Have your shows changed the way you cook at home?
I love to go wild experimenting with different gourmet ingredients and styles of cooking, but most nights involve simple ingredients and big flavor. I enjoy cooking Asian and Indian food, since they're flavors I didn't grow up eating.
What's the most essential ingredient in your kitchen?
You're probably thinking I would say garlic or olive oil, but for me, it's lemons. I use their juice or zest to bring out the flavors of almost everything I make. Lemon juice is fat free and full of clean flavor, and it's especially useful for lighter dishes. You can also use it as a substitute for the crispness of white wine in a recipe, if you prefer not to use alcohol.
Any tips on how to put a meal on the table quickly? One of the most important things is having a well-stocked pantry. Twice a month I go to the store in search of staples like garlic, onions, canned tuna, canned beans, dried pastas, jarred tomato sauces (just make sure the first ingredient is tomatoes, not sugar!), frozen peas and spinach, chicken stock, capers, and herbes de Provence―the basics that will enhance a dish and bring a meal together in a hurry. Then, once a week I purchase fresh produce and meat. I find it's easier to pick up one or two things than to be overwhelmed by tracking down every single ingredient in a recipe.

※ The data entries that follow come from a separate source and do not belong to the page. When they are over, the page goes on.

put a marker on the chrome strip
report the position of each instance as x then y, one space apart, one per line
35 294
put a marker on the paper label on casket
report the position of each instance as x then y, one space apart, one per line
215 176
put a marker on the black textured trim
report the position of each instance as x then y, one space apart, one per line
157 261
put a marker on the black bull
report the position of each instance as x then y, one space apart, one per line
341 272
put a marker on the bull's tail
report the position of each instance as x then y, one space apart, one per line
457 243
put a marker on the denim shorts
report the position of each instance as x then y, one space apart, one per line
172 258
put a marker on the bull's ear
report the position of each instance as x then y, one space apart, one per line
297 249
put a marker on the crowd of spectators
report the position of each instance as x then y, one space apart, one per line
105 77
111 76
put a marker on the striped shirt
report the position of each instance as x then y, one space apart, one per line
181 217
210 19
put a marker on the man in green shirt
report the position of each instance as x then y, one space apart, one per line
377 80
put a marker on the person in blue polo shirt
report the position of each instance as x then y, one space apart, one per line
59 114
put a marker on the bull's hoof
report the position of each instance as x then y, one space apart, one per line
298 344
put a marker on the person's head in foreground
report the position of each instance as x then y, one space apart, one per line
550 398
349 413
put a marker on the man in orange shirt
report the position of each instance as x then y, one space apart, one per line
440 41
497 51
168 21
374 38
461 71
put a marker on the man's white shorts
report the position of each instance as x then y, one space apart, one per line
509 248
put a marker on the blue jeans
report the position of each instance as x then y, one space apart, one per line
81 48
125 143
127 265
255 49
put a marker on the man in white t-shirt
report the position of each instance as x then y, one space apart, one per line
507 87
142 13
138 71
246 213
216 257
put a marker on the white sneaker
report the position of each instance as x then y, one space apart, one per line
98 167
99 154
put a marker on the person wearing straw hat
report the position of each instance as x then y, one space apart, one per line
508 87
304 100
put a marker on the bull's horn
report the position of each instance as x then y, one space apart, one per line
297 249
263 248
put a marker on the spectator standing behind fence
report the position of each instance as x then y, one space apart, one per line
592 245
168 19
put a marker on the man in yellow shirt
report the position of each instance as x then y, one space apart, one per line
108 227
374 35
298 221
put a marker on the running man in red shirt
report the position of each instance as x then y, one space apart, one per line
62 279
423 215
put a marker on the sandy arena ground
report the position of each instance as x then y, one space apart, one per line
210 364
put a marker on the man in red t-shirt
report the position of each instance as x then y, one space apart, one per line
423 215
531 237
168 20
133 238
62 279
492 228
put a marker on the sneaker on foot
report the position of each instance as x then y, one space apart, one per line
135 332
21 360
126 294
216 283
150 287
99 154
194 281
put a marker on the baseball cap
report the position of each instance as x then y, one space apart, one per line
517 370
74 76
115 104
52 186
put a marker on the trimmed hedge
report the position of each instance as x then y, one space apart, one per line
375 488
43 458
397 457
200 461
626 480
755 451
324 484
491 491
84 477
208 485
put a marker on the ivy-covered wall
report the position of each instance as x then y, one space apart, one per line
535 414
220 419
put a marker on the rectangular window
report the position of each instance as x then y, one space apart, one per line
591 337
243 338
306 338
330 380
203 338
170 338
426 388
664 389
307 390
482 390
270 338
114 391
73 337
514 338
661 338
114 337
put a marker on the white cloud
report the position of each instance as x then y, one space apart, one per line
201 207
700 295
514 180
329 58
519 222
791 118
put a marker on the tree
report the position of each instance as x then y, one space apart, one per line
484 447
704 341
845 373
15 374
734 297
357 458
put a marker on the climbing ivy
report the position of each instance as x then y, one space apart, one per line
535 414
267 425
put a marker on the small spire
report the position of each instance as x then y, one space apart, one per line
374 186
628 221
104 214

Is there one dish you rely on when time is of the essence?
If I'm craving pasta, my favorite is farfalle with turkey sausage, mushrooms, and peas. In the time it takes to cook the pasta, my meal is done.
Some Italian foods can seem indulgent. Any tips for how to make dishes more healthful?
Italian cooking relies on fresh vegetables, but I like to use even more than a recipe might call for. Roasted vegetables give off so much flavor, and they can keep a dish interesting. Plus, they're filling. You can enjoy what you eat and not overeat. It is possible―and a lot of fun.